The fact that Einstein was based in Berlin, and regarded by many as German, only served to make Eddington and Einstein’s task more difficult. During the height of the war, a Breslau mathematician described the theory as an example of “German work” and used it to celebrate Kaiser Wilhelm II’s birthday, saying that the theory was only possible because of the German nation and its resources. Einstein was furious at this chauvinistic use of his work, publicly pointing out that he was a Jew, a Swiss citizen and “only a human without special favour toward any state or national entity”. Although they had never met up to that point, he and Eddington were clearly kindred spirits.

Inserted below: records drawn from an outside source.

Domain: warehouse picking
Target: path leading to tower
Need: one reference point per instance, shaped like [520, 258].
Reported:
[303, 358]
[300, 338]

Eddington knew that in order to prove Einstein’s theory and that light had weight, it would have to be shown that it was susceptible to gravity. This could be done by demonstrating that light from a distant star is deflected by the sun. The experiment could only be done from Earth during a full eclipse. That is what Eddington and his colleagues did. Attempts had been made before, but politics and atmospheric conditions had prevented success – one group were arrested in the Crimea as spies. In 1919, Eddington’s team travelled to Principe, an island off the west coast of Africa, while another team, led by Charles Davidson, went to Sobral in Brazil to take photographs of the eclipse.
After painstaking analysis of the glass plates of photographs, Eddington was able to show that the actual position of stars in the Hyades was different from their apparent position, by a factor that perfectly reflected the predictions in Einstein’s theory. As a result of Eddington’s work, Einstein was acknowledged as a genius. The scientific community immediately knew that their world would never be the same again. Perhaps, just as importantly, the scientific world was forced to recognise that they could not ignore a theoretician simply because they were working in an enemy state.
The evolution of the general theory of relativity, from its early conception by a Swiss Jew working in Germany – the enemy of England and France – to its substantiation by an English Quaker, is a fascinating and gripping story and Stanley tells it with verve and erudition.